Firefighters declared the end of their search for bodies at the site of a collapsed Florida condo building on Friday, however the remains of 54-year-old Estelle Hedaya are yet to be identified, leaving her family and friends without closure.
The June 24 collapse at the oceanside Champlain Towers South killed 97 people — if found, Hedaya would bring the death toll to 98.
Leah Sutton, who knew Hedaya since birth and considered herself a second mother to her, is worried that she will be forgotten.
“They seem to be packing up and congratulating everyone on a job well done. And yes, they deserve all the accolades, but after they find Estelle.”
Hedaya’s best friend in the building, lawyer and fellow New Yorker Linda March, was finally identified Wednesday night even though her body was found more than two weeks ago.

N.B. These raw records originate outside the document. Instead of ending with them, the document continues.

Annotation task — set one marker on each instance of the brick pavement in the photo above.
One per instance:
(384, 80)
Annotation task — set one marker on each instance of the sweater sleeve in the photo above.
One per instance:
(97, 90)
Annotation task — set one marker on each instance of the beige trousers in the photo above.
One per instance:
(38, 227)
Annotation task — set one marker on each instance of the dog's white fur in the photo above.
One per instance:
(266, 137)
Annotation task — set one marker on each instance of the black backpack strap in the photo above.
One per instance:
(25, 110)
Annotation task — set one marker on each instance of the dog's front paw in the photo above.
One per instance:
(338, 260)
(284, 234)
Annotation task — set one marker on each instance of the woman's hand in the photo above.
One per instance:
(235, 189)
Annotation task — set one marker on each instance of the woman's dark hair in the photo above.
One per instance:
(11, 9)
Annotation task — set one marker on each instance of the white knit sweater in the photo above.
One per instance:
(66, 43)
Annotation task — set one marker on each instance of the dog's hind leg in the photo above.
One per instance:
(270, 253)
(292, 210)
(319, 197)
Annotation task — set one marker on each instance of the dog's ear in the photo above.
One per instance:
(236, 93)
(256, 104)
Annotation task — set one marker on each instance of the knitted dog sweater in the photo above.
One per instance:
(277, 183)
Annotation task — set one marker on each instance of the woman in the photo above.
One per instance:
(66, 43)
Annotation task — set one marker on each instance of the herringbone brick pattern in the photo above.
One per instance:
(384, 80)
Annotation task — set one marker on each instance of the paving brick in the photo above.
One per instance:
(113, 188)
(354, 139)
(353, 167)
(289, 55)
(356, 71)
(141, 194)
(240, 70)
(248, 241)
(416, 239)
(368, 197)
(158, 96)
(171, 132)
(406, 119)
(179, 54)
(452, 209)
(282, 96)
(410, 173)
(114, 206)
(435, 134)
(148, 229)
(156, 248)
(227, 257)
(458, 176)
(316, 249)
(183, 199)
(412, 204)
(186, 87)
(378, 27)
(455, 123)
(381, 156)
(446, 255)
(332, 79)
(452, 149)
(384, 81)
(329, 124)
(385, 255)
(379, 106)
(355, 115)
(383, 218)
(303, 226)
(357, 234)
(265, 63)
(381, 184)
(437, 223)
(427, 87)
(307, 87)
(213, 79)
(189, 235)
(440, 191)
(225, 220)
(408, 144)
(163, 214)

Hedaya’s younger brother Ikey has given DNA samples and visited the site twice to see the search efforts for himself.
“As we enter month two alone, without any other families, we feel helpless,” he said on Friday.
He said he gets frequent updates from the medical examiner’s office.
“The tough part is seeing my parents like this, day after day,” he told CNN. “I just want my sister to be at peace and get the honor and respect she deserves.”
“I firmly believe God helped her get to her best point in life and then decided best for her to go out on top,” he said.
“My one regret is that I never told her how much I respected her, and how much I admired how she kept improving no matter what life was throwing at her,” Ikey told the outlet. “I just never thought there’d be a day I’d be here, and she wouldn’t.”
Ikey said that he was remaining pretty calm, but realized that he may now just be numb to the stress — under Jewish law, the family cannot hold a funeral for Hedaya or sit the traditional shiva mourning period for her.
At first, Ikey said he was hesitant to visit the site’s twisted steel and concrete chunks, wondering about his sister’s final moments.
Her balcony and living room were still eerily intact. It was too much, and the 47-year-old real estate tax accountant from Brooklyn quickly turned around.
“I can’t believe Estelle is in there somewhere, and I didn’t want to think about it,” he told the Associated Press.
But at the urging of a childhood best friend, now a rabbi, they returned to the site once more to pray in recent days.
This time, the rubble was largely gone and the collapse site mostly swept flat. That’s the image he’ll hold onto.
It is a lot to contemplate for this deeply religious man, firmly rooted in his Jewish faith. The waiting is torture, and although he is heartbroken, he is not hopeless.
“I know God took care of her,” he said.